Der BGH wies zwar darauf hin, dass im Schriftum die Ansicht vertreten wird, in der EU-Datenschutzrichtlinie für elektronische Kommunikation sei keine Rede davon, dass auch Mitbewerber und Verbände gegen Verstöße vorgehen könnten, sondern nur betroffene Verbraucher. Da die EU-Regelungen abschließend seien, sei es Mitbewerber daher verwehrt, Mitbewerber wegen unlauterer Telefonwerbung und E-Mail-Werbung abzumahnen.

Dieser Ansicht erteilte der BGH eine Absage, da die EU-Regelungen kein geschlossenes System zur Regelung von Unterlassungsklagen vorsehen, sondern lediglich ein grenzüberschreitendes Vorgehen von Verbraucherschutzverbänden bei innergemeinschaftlichen Verstößen ermöglichen.
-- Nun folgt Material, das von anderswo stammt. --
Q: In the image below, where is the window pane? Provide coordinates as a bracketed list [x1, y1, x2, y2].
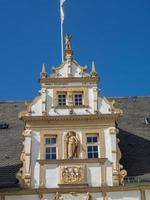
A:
[46, 147, 50, 153]
[52, 154, 56, 159]
[94, 152, 98, 158]
[87, 137, 92, 143]
[87, 135, 99, 159]
[45, 137, 56, 144]
[88, 153, 93, 158]
[93, 146, 98, 152]
[58, 94, 66, 106]
[93, 137, 97, 143]
[51, 147, 56, 153]
[46, 154, 50, 160]
[87, 146, 92, 152]
[74, 94, 82, 106]
[45, 138, 50, 144]
[50, 138, 56, 144]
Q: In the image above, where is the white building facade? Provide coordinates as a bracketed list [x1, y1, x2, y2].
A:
[1, 35, 150, 200]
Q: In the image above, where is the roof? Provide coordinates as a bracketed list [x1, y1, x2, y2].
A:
[0, 96, 150, 188]
[0, 101, 25, 188]
[114, 96, 150, 180]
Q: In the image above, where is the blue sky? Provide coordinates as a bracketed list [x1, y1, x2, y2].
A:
[0, 0, 150, 99]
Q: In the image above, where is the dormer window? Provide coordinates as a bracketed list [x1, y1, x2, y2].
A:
[74, 94, 83, 106]
[58, 93, 66, 106]
[144, 117, 150, 125]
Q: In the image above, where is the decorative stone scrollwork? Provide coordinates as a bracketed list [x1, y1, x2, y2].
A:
[109, 128, 119, 135]
[86, 192, 92, 200]
[39, 194, 44, 200]
[119, 164, 127, 185]
[22, 129, 32, 137]
[117, 139, 127, 185]
[108, 100, 123, 115]
[53, 192, 61, 200]
[60, 165, 85, 184]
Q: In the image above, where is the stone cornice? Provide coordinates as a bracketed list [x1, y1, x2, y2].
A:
[20, 114, 120, 123]
[38, 158, 107, 165]
[40, 77, 99, 84]
[1, 184, 150, 195]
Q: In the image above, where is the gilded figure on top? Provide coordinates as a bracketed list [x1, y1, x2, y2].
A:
[65, 34, 72, 50]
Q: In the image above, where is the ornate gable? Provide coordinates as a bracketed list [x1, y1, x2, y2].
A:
[18, 34, 126, 191]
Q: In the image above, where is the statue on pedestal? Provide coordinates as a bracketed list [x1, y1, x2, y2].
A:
[66, 131, 80, 159]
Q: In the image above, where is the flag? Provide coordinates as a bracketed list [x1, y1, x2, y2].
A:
[60, 0, 66, 24]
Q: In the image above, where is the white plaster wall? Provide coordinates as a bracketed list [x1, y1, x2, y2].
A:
[25, 136, 31, 175]
[145, 190, 150, 200]
[6, 195, 38, 200]
[59, 63, 68, 77]
[32, 98, 42, 116]
[45, 164, 59, 188]
[31, 131, 40, 188]
[49, 108, 90, 116]
[43, 193, 54, 200]
[44, 163, 101, 188]
[25, 136, 32, 154]
[71, 62, 82, 77]
[108, 191, 141, 200]
[98, 97, 111, 114]
[92, 193, 103, 200]
[106, 164, 113, 186]
[60, 193, 103, 200]
[87, 163, 101, 186]
[104, 128, 112, 161]
[110, 130, 117, 170]
[46, 89, 53, 114]
[88, 88, 94, 113]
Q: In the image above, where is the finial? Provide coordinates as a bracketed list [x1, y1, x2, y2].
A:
[40, 63, 47, 79]
[65, 33, 73, 61]
[90, 61, 97, 77]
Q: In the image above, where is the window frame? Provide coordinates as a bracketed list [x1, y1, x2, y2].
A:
[44, 135, 57, 160]
[86, 134, 99, 159]
[57, 93, 67, 107]
[73, 93, 83, 106]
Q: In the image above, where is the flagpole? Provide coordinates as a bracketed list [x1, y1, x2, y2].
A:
[61, 20, 64, 63]
[60, 0, 65, 63]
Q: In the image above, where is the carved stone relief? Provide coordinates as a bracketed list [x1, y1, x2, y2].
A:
[59, 165, 86, 184]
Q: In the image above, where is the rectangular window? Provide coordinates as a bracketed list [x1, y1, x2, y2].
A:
[58, 94, 66, 106]
[45, 136, 57, 160]
[87, 135, 99, 159]
[74, 94, 83, 106]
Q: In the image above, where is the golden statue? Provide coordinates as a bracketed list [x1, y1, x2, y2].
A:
[65, 34, 72, 50]
[66, 132, 80, 159]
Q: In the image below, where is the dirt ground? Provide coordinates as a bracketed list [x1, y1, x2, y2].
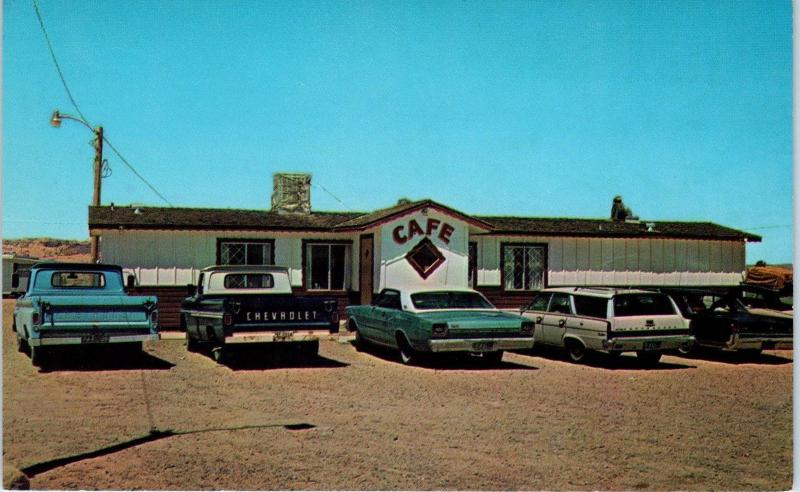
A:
[2, 299, 792, 491]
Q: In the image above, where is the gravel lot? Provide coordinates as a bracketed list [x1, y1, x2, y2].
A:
[2, 299, 792, 490]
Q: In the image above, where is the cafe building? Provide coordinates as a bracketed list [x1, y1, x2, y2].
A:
[88, 174, 760, 329]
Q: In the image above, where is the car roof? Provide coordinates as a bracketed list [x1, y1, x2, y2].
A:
[540, 287, 660, 298]
[200, 265, 289, 273]
[384, 286, 482, 295]
[31, 262, 123, 272]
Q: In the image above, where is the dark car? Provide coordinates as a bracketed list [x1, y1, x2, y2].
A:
[664, 288, 792, 355]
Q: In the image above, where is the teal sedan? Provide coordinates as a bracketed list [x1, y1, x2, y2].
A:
[346, 288, 534, 365]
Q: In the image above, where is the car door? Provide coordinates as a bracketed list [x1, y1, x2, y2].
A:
[521, 293, 552, 345]
[373, 290, 404, 346]
[359, 289, 401, 345]
[541, 293, 572, 345]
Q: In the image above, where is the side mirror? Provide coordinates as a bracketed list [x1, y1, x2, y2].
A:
[11, 273, 19, 289]
[187, 284, 197, 297]
[126, 274, 136, 289]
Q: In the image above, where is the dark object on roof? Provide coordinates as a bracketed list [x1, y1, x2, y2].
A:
[88, 203, 761, 242]
[610, 195, 638, 222]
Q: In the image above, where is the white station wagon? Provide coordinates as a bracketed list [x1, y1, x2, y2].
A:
[519, 287, 693, 364]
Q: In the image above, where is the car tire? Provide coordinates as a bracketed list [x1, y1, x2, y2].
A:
[212, 347, 225, 364]
[301, 340, 320, 357]
[482, 350, 504, 365]
[565, 339, 587, 363]
[16, 334, 28, 353]
[186, 331, 199, 352]
[30, 346, 46, 367]
[677, 344, 695, 356]
[397, 334, 419, 365]
[636, 351, 662, 366]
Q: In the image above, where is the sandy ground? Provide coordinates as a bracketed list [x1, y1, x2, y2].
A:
[2, 299, 792, 490]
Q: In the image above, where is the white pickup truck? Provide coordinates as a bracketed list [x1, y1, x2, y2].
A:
[180, 265, 339, 362]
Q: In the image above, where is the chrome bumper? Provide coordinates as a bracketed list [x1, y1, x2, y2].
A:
[428, 337, 534, 353]
[30, 334, 160, 347]
[727, 335, 793, 351]
[603, 335, 694, 352]
[224, 330, 330, 344]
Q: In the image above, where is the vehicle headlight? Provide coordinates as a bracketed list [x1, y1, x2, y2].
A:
[521, 322, 534, 335]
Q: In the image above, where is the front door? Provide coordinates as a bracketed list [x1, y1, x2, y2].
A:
[359, 234, 374, 305]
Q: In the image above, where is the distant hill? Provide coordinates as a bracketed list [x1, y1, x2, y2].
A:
[3, 238, 91, 263]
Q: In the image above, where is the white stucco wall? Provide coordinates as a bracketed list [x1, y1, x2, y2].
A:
[98, 229, 358, 287]
[474, 235, 747, 287]
[376, 209, 471, 291]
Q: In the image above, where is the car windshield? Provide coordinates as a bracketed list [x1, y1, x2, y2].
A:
[411, 291, 494, 310]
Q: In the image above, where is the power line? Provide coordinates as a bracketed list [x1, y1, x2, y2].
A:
[32, 0, 172, 206]
[32, 0, 88, 124]
[742, 225, 793, 230]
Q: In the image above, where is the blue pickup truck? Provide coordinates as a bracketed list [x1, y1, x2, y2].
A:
[12, 263, 160, 367]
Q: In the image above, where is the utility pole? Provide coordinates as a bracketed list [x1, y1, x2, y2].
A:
[90, 126, 104, 263]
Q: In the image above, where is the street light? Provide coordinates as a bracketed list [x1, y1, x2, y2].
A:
[51, 109, 104, 262]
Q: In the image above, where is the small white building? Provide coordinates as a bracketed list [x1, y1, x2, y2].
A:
[2, 253, 39, 296]
[89, 175, 760, 328]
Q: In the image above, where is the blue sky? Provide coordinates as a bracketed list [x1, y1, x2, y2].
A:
[3, 0, 793, 263]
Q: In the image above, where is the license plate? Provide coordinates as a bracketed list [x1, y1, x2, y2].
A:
[81, 334, 109, 344]
[642, 341, 661, 351]
[472, 341, 495, 352]
[274, 331, 294, 341]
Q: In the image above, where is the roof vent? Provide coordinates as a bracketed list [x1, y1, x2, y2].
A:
[272, 173, 311, 215]
[646, 222, 656, 232]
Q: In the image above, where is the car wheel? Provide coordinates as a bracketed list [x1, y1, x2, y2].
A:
[30, 346, 46, 367]
[397, 334, 419, 365]
[482, 350, 504, 365]
[300, 340, 319, 357]
[186, 331, 199, 352]
[16, 334, 28, 353]
[212, 347, 225, 364]
[565, 339, 587, 363]
[636, 351, 662, 366]
[353, 328, 366, 351]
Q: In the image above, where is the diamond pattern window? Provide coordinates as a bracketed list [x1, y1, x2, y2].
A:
[406, 238, 446, 279]
[219, 241, 273, 266]
[503, 244, 546, 291]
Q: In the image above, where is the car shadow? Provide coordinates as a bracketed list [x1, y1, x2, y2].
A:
[671, 347, 793, 365]
[194, 344, 350, 370]
[352, 341, 538, 371]
[513, 345, 695, 371]
[36, 346, 174, 372]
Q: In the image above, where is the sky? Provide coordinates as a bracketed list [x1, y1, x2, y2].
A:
[2, 0, 793, 263]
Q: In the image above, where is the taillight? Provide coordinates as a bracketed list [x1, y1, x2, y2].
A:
[521, 322, 534, 335]
[330, 311, 339, 323]
[432, 323, 448, 338]
[150, 310, 159, 327]
[730, 321, 738, 334]
[223, 313, 233, 326]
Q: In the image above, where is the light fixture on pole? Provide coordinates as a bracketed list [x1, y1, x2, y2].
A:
[50, 109, 104, 262]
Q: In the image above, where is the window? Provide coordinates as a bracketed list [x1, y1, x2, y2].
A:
[547, 293, 572, 314]
[411, 291, 495, 310]
[375, 290, 402, 310]
[503, 244, 546, 291]
[223, 274, 274, 289]
[306, 242, 351, 290]
[527, 293, 551, 312]
[573, 295, 608, 319]
[51, 271, 105, 288]
[218, 240, 274, 266]
[613, 294, 676, 317]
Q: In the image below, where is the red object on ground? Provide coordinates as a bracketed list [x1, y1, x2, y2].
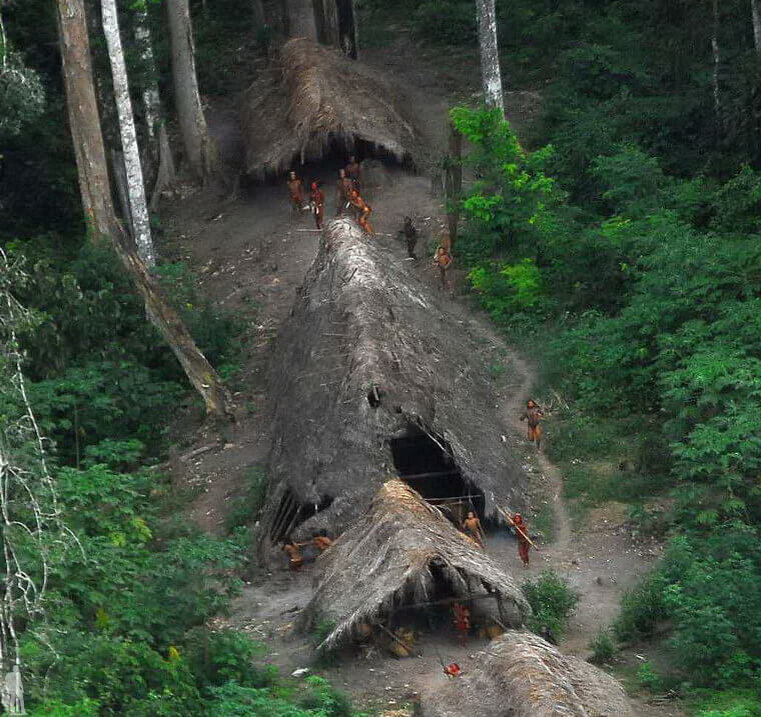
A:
[444, 662, 462, 678]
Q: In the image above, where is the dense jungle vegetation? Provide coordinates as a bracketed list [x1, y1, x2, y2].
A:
[2, 0, 761, 714]
[384, 0, 761, 712]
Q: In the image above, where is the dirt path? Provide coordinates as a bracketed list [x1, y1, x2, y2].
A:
[158, 28, 685, 717]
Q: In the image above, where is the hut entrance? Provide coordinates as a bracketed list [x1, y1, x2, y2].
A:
[270, 488, 334, 542]
[390, 425, 485, 523]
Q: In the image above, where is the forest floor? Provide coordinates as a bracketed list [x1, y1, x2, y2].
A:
[158, 27, 685, 717]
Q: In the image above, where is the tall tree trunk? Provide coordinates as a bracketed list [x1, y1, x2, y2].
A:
[133, 5, 176, 207]
[752, 0, 761, 54]
[252, 0, 266, 26]
[167, 0, 216, 179]
[101, 0, 155, 267]
[475, 0, 504, 113]
[712, 0, 722, 134]
[57, 0, 234, 420]
[56, 0, 115, 237]
[286, 0, 318, 40]
[135, 7, 175, 185]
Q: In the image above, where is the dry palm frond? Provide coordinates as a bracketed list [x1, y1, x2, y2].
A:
[243, 38, 419, 177]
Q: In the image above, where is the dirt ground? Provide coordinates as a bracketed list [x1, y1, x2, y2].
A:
[158, 26, 685, 717]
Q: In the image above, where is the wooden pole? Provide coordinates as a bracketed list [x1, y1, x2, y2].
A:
[497, 506, 539, 550]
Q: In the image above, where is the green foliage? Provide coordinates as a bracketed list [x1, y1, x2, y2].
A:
[588, 629, 616, 664]
[613, 570, 668, 643]
[224, 466, 269, 532]
[411, 1, 476, 46]
[636, 662, 664, 692]
[521, 570, 579, 641]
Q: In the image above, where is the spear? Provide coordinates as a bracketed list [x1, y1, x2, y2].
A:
[497, 505, 540, 551]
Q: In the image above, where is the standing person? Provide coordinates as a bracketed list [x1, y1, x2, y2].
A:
[398, 216, 418, 259]
[519, 399, 543, 452]
[512, 513, 531, 567]
[348, 188, 374, 234]
[310, 182, 325, 230]
[433, 234, 453, 292]
[336, 168, 354, 215]
[287, 171, 304, 213]
[345, 154, 361, 193]
[461, 510, 485, 549]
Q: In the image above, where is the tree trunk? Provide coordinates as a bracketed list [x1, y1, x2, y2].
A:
[134, 5, 176, 184]
[445, 120, 463, 246]
[475, 0, 504, 113]
[752, 0, 761, 54]
[167, 0, 216, 179]
[711, 0, 722, 134]
[110, 148, 133, 236]
[56, 0, 115, 237]
[57, 0, 234, 420]
[134, 5, 176, 206]
[101, 0, 155, 267]
[253, 0, 266, 26]
[286, 0, 318, 40]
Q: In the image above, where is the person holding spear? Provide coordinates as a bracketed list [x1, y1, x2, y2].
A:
[497, 506, 537, 568]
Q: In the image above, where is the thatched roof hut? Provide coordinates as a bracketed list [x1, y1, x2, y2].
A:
[422, 631, 633, 717]
[243, 38, 418, 177]
[260, 217, 528, 546]
[298, 480, 531, 649]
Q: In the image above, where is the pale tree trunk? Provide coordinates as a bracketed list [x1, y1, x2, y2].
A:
[253, 0, 266, 26]
[752, 0, 761, 54]
[133, 5, 176, 207]
[101, 0, 155, 267]
[167, 0, 216, 179]
[286, 0, 318, 40]
[475, 0, 504, 113]
[712, 0, 722, 132]
[56, 0, 115, 237]
[57, 0, 234, 420]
Zudem hinderten diese die Mitgliedstaaten nicht daran, Bestimmungen zu erlassen, die Mitbewerbern und Verbänden auf nationaler Ebene weitergehende Rechte zur Klageerhebung einräumen.

BGH, Urteil vom 20.03.2013, Az.: I ZR 209/11

Praxishinweis

Nach § 7 Abs. 2 Nr. 2 UWG darf ein Unternehmen gegenüber Verbrauchern per Telefin werben nur, sofern der Verbraucher vorher ausdrücklich seine Einwilligung in Werbeanrufe erteilt hat. Entsprechendes gilt gem. § 7 Abs. 2 Nr. 3 UWG bei Werbung gegenüber Verbraucher UND Unternehmen per E-Mail; auch hier ist grundsätzlich eine vorherige ausdrückliche Einwilligung erforderlich. Das Gesetz sieht für Werbung per E-Mail in § 7 Abs. 3 UWG zwar bei Vorliegen bestimmter Voraussetzungen eine Ausnahme vom Vorliegen einer Einwilligung vor, diese Voraussetzungen liegen jedoch selten vor. 

Aufgrund des BGH Urteils steht nunmehr fest, dass nicht nur Betroffene sich gegen unlautere Werbeanrufe und E-Mail-Werbung wehren können, sondern auch Mitbewerber dieses Vorgehen abmahnen können. Dies kann nicht zu Abmahnungen mit hohen Abmahnkosten führen. Aufgrund der Notwendigkeit der Abgabe einer Unterlassungserklärung sind Unternehmen zur Vermeidung einer Vertragsstrafe gezwungen, ihr gesamtes Marketingkonzept "umzustellen.